Dr. Jayson Lusk of Oklahoma State University said in a market study published in 2013 that most of the change in consumer buying is because of animal welfare issues. “As consumers become more engaged with how their food is produced, they are driving sales of higher welfare animal products,” Lusk said.
Standard commercial egg-laying operations in the United States keep chickens in windowless, insulated and force-ventilated buildings, according to the AEB. Temperature, humidity and light are controlled to ensure laying efficiency. Molting, or loss of feathers, occurs at about 18 to 20 months of age, according to the AEB producer report. Rather than placing the flock into a controlled molt pattern, they are often sold for slaughter at this point and replaced.

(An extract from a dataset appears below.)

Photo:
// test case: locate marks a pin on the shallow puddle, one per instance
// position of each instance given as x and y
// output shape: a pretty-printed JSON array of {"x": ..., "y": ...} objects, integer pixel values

“Battery cages deprive chickens of the ability to perform natural behaviors such as exploring, nesting, perching, dust bathing or simply stretching their wings;” according to “On the Farm,” a report published in June 2013 by the Animal Welfare Institute.
In addition to concerns about the welfare of chickens, consumers are buying free range, organic or small-farm eggs because the eggs are thought to be healthier. Dr. Kenneth Anderson, a professor in the Department of Poultry Science at North Carolina State University, published a study in 2011 stating there is no difference in egg nutrition based on how the chickens are raised. Anderson used 400 identical breed hens raised together until 12 weeks of age, when they were separated into free range or cage-rearing facilities. “A significant nutritional advantage of eggs produced by chickens housed on range versus cages could not be established,” according to the study.
The results are in conflict with studies by the smaller producers, as well as common-sense thinking, said Jordan Hoefing, Falcon nutritionist. “The study could have been using vegetarian egg feed,” Hoefing said. “Egg nutrition depends a lot on what the chickens are fed and what they have access to. Chickens are omnivores. Free range is starting to become a buzzword that is being corrupted by producers.” The USDA definition of free range includes merely access to the outdoors – not a real pasture where chickens can find natural foods, she said.
The bugs, worms and seeds that small-farm pastured chickens have access to increase the nutritional content of their eggs, said Dr. Stephen Kutscher, Falcon chiropractor. “Americans’ diets have way too high a ratio of omega-6 fats to omega-3,” Kutscher said. “Even if pastured eggs have a little higher fat content, it's mostly the extremely beneficial omega-3 fat.” An ongoing study that began in September 2007, sponsored by Mother Earth News magazine, shows that eggs raised on pasture contain twice the omega-3 fatty acids, three times the vitamin E content and seven times more beta carotene than conventional eggs.
Buying healthier eggs means navigating a mine field of regulated and un-regulated marketing phrases, Hoefing said. “I personally solely look for Certified Humane Eggs,” Hoefing said. “Organic means they're fed all organic grain, which has nothing to do with the other nutrients they have to get. Cage free only means they are all housed in an open barn, with still no access to dirt and scratch.”
The best way to know that eggs are coming from chickens with access to natural forage is to know the producer, Hoefing said. Living in Falcon allows residents opportunities to find eggs from small-farm producers and backyard chicken keepers. “You can look on Craigslist.com, since those folks don't often pay for websites,” she said. “Just by asking around, you'll find it's a lot more common than you think. These places need more people to buy them.”